Tapping into WHO expertise allows Uzbekistan to increase COVID-19 testing

At the start of the COVID-19 epidemic in Uzbekistan, sourcing and installing new equipment to carry out testing in laboratories proved to be difficult. To help strengthen preparedness, WHO/Europe, the United Nations Population Fund (UNFPA), the International Agency for Research on Cancer (IARC) and the French Embassy in Uzbekistan found innovative ways to repurpose machines already in place in the country’s hospitals.

WHO/Europe and UNFPA collected data which established that there were already 60 polymerase chain reaction systems for rapid detection of different viruses spread out across the country which could potentially be used to test for COVID-19. A group of agencies and specialists, brought together by WHO/Europe, was already collaborating on a pilot study to begin screening for cervical cancer in the country. They guided health authorities to repurpose the machines instead of trying to source new ones.

“The fact that we already had this network in place of people who knew and trusted each other made it possible to find solutions,” says Marilys Corbex, Senior Technical Officer on noncommunicable diseases, WHO/Europe. “The information and expertise we provided helped authorities in Uzbekistan to better understand their options.”

All that was required was for a cartridge to be inserted into an already-available machine to test for COVID-19. This could save resources at a critical time, whilst helping Uzbekistan to take the necessary steps to deal with the COVID-19 crisis.

“Authorities in Uzbekistan were trying to find the best test at country level.
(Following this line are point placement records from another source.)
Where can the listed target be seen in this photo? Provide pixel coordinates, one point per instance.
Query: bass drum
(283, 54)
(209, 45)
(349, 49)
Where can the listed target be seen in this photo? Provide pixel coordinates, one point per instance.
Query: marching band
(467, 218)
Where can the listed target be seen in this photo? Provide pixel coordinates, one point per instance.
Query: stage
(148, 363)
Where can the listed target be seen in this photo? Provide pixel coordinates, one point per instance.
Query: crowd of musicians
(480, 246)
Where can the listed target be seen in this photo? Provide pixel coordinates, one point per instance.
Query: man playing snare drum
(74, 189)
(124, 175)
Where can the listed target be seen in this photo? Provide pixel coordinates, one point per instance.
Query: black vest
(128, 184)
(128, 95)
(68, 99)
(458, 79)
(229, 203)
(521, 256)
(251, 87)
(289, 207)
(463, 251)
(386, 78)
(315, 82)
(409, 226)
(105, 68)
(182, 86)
We showed them that there were machines already being used for HIV and tuberculosis testing, and planned to be used for cervical cancer screening, which could immediately test for COVID-19, saving them time and money,” explains Dr Isabelle Heard, an expert from IARC, who provided technical guidance.

Dr Heard points to the strength of the interdisciplinary and interagency network already in place at the time, which made it possible to adapt quickly and efficiently to the evolving
COVID-19 situation.

Although the repurposed machines were not used for Covid-19 testing in the end, the exercise helped the authorities in Uzbekistan better assess their options and avoid potentially expensive mistakes.